Витя оглянулся, дождался, когда Василиса приблизится, и только потом ответил:
— Не хочу днём, перед сном приду. Такая суета, все отвлекают и болтают. Тишины хочу.
— А ты знаешь, как это будет?
— Галина рассказывала. Она съела яблоко мамы. Это очень остро, будто ты сам всё это проживаешь. Лучше без свидетелей.
— Я всё жду яблоко Шуры, — вздохнула Василиса.
Галина наблюдала за их беседой, стоя позади, и тоже смотрела на яблоко, наливное, с аппетитной красной щёчкой. Что ж, сегодня Витя заглянет в её прошлое. Пусть увидит, как она жила с мужем, не знала любви и тепла, тосковала по родному дому, как хотела вернуться в Славянск и трусила уйти. Боялась осуждения соседей и жалости родных.
Василиса осторожно погладила Витю по плечу.
— Если хочешь, я буду рядом.
Он накрыл её руку своей ладонью.
— Знаю, Васюш, ты всегда рядом.
Галина отступила назад. Хотя они её не видели, наблюдать их беседу было неловко. Оставив их наедине, она вышла во двор, а потом пересекла дорогу и заглянула в Дом молодых. За дни, пока зрело её яблоко, она познакомилась со своими двоюродными внуками и племянником Мишкой. Его она знала ещё пацаненком-первоклассником. Сейчас он напоминал Витю, только черты лица сложились мягче, он больше улыбался и чаще целовал жену.
В детстве было у него необычное увлечение: он постоянно переделывал слова, одеяло — в одеялково, ковёр — в коврей, — с возрастом эта странная привычка не исчезла. Он до сих пор так разговаривал, добавлял окончания или заменял слово похожим по звучанию. Каламбурил не всегда удачно, но Полина ни разу не упрекнула его в плохом чувстве юмора, смотрела на него завороженно и влюбленно, будто они только познакомились, искренне смеялась над всеми его шутками и постоянно к нему ластилась.

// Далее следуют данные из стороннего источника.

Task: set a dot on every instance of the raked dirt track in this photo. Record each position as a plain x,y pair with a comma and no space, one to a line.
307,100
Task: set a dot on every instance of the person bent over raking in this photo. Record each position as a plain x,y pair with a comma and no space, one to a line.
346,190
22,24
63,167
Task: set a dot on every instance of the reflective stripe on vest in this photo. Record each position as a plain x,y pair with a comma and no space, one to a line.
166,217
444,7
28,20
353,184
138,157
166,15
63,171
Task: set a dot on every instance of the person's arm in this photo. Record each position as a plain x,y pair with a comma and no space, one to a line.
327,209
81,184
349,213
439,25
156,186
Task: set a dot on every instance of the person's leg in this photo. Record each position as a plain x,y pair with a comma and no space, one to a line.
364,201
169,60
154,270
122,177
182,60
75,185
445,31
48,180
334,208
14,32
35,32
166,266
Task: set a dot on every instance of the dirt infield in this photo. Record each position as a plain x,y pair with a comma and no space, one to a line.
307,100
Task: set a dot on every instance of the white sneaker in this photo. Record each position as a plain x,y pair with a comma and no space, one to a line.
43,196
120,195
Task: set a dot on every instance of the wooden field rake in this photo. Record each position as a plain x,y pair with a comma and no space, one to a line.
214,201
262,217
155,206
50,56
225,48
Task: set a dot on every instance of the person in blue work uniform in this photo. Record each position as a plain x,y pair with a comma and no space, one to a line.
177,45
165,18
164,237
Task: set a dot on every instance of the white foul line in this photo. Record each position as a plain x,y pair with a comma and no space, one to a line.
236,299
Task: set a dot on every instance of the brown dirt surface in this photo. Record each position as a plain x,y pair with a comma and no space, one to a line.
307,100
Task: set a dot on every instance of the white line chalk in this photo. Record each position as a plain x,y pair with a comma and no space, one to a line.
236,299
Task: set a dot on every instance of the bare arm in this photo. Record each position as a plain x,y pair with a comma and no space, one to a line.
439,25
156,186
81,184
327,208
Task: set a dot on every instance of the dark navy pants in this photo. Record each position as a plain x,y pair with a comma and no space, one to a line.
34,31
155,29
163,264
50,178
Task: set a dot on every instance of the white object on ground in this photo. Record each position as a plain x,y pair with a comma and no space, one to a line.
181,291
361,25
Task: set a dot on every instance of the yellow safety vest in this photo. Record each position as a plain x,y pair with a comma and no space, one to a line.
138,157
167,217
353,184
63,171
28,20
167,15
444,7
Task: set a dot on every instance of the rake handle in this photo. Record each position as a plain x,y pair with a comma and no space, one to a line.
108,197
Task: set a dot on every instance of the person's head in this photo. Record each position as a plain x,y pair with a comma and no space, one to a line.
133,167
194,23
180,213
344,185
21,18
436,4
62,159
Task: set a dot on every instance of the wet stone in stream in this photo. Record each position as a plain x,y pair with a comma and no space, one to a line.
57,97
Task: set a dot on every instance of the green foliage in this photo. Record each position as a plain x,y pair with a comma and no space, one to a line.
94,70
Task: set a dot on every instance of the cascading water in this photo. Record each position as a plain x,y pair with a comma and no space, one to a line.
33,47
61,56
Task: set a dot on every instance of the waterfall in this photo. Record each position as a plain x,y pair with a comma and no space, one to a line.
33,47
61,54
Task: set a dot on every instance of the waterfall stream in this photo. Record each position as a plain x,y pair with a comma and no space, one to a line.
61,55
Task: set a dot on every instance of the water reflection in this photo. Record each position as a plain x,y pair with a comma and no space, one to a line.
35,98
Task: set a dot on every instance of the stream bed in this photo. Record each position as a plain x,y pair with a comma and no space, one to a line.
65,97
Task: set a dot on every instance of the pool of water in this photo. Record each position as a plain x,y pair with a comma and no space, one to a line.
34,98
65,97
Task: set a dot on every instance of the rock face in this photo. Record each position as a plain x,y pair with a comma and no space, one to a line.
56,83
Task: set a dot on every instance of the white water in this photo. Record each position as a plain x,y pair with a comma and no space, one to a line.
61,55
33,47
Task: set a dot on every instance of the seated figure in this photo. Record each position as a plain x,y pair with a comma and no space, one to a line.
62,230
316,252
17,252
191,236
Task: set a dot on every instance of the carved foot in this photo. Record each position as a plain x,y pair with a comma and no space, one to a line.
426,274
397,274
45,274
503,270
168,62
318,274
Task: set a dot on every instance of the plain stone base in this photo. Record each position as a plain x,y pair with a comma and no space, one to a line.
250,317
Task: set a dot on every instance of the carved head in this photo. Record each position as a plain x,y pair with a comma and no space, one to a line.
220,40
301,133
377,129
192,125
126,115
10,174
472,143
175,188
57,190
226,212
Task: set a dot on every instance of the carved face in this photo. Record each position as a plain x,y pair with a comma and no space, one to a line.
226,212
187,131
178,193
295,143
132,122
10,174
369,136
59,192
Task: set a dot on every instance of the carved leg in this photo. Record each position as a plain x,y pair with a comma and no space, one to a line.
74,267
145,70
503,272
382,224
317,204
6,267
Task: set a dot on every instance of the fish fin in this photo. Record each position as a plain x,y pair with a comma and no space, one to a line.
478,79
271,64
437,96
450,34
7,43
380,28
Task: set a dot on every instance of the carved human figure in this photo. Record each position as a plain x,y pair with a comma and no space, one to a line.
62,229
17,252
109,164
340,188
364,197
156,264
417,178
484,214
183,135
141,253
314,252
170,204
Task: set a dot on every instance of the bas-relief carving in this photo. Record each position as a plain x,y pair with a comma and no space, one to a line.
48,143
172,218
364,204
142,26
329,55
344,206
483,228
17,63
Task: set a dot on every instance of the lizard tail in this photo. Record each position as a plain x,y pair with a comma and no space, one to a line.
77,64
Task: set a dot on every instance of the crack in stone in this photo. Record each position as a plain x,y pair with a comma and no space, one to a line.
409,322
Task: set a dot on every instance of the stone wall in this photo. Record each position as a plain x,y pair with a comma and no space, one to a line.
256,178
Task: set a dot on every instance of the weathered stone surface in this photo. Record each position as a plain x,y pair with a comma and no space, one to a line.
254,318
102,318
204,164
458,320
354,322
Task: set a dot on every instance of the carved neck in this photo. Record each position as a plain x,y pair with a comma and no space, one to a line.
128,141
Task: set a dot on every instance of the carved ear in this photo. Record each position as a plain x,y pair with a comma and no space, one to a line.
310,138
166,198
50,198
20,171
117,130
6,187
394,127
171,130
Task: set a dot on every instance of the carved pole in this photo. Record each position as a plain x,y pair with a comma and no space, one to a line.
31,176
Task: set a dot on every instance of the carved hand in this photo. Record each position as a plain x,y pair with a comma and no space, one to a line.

Первое время Галина наблюдала за ними со смешанными чувствами стыда и зависти. Ей хотелось вот так же любить, так же встречать мужа поцелуем и вечером держать за руку. Она вышла замуж в тот же год, когда женился Витя, и уехала в станицу Анастасиевскую. С мужем ей не повезло. Пил, бил, гулял и всё время вспоминал свою первую любовь. Попрекал, что она, Галина, не такая, как лучшая на свете Мария Багирокова. После кодирования зажили почти нормальной семьей. Но протянули недолго, очень скоро всё вернулось на круги своя. Не жили, а мучились. Детей не случилось, что стало ещё одной причиной для ссор. Единственной отрадой Галины был птичник с курочками: цесарками, брамами и рыжими карликовыми несушками. С ними она разговаривала и сама, обливаясь слезами, их рубила. Инфаркт настиг её за приготовлением обеда. Она даже не поняла, что произошло, оседая на пол, переживала, что капуста в борще переварится.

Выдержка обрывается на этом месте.